Каждый знает, что нет более нелепых животных, чем иенгли, а эти, ставшие еще более нерасторопными из-за страха, который они испытывали, и из-за своих ран, все время падали, спотыкались на каждом шагу, чуть не опрокидывали свои лодки при малейшей волне.
«Ах, эти иенгли!.. С ними просто умрешь со смеху», — повторяли все время индейцы, корча при этом умопомрачительные рожи. Потом вдруг они принимали вид хозяев:
— Идите, давайте, идите вперед, шагайте быстрее, вы, англичане! Вы убивали наших миссионеров, жгли наши хижины, глумились над нашими верованиями. Вас не крестили Черные Сутаны, вы для нас никто, вы даже не те бледнолицые, чьи языческие предки были богами!

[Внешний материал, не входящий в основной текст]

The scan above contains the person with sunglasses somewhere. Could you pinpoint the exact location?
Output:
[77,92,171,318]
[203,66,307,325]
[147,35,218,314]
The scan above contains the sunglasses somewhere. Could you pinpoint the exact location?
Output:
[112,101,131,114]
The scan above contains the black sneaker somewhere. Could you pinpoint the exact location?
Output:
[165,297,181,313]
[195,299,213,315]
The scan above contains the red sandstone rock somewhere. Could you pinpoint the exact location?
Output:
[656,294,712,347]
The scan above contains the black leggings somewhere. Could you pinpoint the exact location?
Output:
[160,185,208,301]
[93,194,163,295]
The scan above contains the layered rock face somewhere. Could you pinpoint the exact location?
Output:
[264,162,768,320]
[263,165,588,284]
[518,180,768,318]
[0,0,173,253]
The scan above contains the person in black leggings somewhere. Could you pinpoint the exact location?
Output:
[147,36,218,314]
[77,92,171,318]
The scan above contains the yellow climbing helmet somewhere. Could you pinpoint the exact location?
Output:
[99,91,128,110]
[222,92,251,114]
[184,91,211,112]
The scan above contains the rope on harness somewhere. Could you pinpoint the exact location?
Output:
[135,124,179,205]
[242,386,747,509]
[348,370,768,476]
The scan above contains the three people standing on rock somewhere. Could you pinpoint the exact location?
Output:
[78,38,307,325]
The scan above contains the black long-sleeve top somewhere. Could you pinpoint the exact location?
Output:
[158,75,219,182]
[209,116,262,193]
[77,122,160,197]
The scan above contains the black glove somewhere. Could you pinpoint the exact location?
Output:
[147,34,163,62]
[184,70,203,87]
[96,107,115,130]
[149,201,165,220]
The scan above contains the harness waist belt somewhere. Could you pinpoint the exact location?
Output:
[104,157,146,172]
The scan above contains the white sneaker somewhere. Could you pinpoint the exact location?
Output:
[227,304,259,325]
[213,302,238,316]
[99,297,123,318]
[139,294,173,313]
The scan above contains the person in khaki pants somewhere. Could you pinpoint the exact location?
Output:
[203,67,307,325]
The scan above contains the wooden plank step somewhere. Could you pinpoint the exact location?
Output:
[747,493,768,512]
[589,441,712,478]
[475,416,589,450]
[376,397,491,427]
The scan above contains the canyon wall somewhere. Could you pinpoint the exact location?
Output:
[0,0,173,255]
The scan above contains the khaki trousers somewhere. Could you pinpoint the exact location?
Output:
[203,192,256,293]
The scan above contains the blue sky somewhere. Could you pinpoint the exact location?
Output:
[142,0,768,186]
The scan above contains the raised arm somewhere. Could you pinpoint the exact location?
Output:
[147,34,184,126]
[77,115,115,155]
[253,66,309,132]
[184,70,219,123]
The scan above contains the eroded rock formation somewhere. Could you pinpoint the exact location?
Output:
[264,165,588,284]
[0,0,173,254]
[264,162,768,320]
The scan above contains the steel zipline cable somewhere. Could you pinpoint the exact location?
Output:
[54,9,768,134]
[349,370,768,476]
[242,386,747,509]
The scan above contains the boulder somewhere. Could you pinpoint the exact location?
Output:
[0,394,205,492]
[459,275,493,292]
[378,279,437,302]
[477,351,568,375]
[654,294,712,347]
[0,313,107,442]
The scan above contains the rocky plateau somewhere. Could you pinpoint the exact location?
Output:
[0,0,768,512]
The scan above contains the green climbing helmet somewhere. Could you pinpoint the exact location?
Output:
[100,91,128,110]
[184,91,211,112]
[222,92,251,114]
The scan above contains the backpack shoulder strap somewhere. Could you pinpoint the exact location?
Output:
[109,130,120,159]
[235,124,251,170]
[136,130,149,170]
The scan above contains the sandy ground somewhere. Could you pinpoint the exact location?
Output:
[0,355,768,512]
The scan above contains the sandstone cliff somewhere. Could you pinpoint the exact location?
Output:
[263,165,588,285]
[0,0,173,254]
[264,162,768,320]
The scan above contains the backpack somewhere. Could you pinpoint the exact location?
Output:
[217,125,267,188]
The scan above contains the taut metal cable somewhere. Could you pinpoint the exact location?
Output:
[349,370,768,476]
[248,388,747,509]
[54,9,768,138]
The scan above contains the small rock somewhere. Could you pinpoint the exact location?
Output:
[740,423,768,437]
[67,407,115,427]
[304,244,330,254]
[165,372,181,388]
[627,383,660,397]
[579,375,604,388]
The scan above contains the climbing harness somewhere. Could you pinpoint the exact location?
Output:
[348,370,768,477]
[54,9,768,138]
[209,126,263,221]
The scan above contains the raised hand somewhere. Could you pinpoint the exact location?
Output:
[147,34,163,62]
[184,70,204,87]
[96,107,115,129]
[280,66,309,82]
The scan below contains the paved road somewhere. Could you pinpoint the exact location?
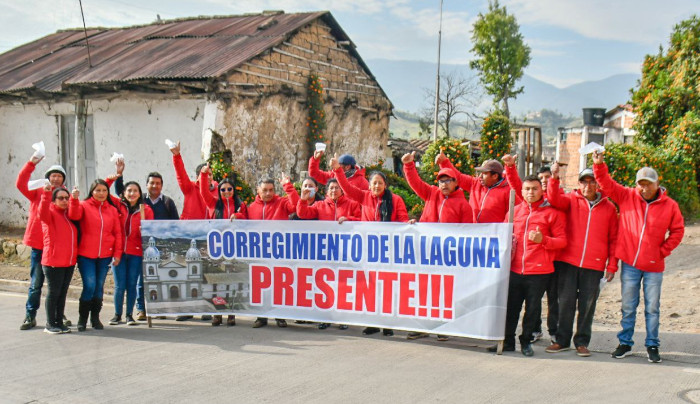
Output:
[0,292,700,403]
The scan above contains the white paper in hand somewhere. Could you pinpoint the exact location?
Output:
[27,178,50,191]
[578,142,605,156]
[165,139,177,150]
[32,140,46,158]
[109,152,124,163]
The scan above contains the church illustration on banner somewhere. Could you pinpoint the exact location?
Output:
[143,237,249,313]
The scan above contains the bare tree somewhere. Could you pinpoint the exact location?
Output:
[424,71,482,137]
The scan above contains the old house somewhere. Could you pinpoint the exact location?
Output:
[0,11,392,226]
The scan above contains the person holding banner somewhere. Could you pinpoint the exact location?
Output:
[401,152,474,341]
[545,163,618,357]
[490,161,567,356]
[199,164,248,327]
[435,152,519,223]
[593,150,685,363]
[331,154,409,336]
[16,152,70,330]
[68,179,124,331]
[309,150,369,190]
[38,184,78,334]
[248,173,299,328]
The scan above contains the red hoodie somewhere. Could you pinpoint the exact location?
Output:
[297,195,362,221]
[309,156,369,190]
[39,191,78,268]
[334,167,408,223]
[593,163,685,272]
[403,162,474,223]
[173,154,218,220]
[248,182,299,220]
[440,159,517,223]
[510,198,566,275]
[16,161,65,250]
[68,197,124,259]
[547,177,618,273]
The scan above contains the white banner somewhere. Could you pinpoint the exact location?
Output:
[141,220,512,340]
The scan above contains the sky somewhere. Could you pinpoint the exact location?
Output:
[0,0,700,87]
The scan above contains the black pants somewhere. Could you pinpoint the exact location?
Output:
[557,262,603,347]
[504,272,551,346]
[42,265,75,327]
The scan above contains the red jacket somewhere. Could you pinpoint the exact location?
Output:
[334,167,408,222]
[593,163,685,272]
[309,156,369,190]
[248,182,299,220]
[510,198,566,275]
[198,173,248,219]
[173,154,218,220]
[39,191,78,268]
[403,162,474,223]
[547,177,618,272]
[16,161,65,250]
[297,195,362,221]
[68,197,124,259]
[440,160,517,223]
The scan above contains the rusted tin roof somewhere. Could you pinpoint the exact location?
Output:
[0,11,374,95]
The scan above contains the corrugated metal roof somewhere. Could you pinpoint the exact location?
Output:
[0,11,378,93]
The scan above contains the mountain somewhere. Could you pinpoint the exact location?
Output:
[366,59,640,117]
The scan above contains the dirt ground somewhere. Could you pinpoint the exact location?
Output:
[0,224,700,334]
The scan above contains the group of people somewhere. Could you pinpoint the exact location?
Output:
[17,142,684,362]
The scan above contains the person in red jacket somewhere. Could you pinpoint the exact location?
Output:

Так, подгоняемые такого рода возгласами, эти несчастные путники прибыли вечером на берег бухты Сабадахок, где сливались устья Андроскоггина и Кеннебека.
Туман скрывал горизонт над лиманом, но к этим идущим от берегов морским испарениям примешивался также подозрительный дым пожаров.
Анжелика быстро взбежала на вершину маленького холма.
Ни одного паруса. Сквозь серую дымку не было видно ни одного корабля.
Анжелика сразу поняла, что бухта пуста. В море не было ни одного судна, которое ждало бы прибытия людей, чтобы подойти к берегу и взять их к себе на борт.
Нигде не было видно «Ларошельца», этой маленькой красной яхты, на борту которой ее должен был встретить Ле Галль, а может быть, даже и Жоффрей!..
Не было никого. Никто не явился к условленному месту встречи!..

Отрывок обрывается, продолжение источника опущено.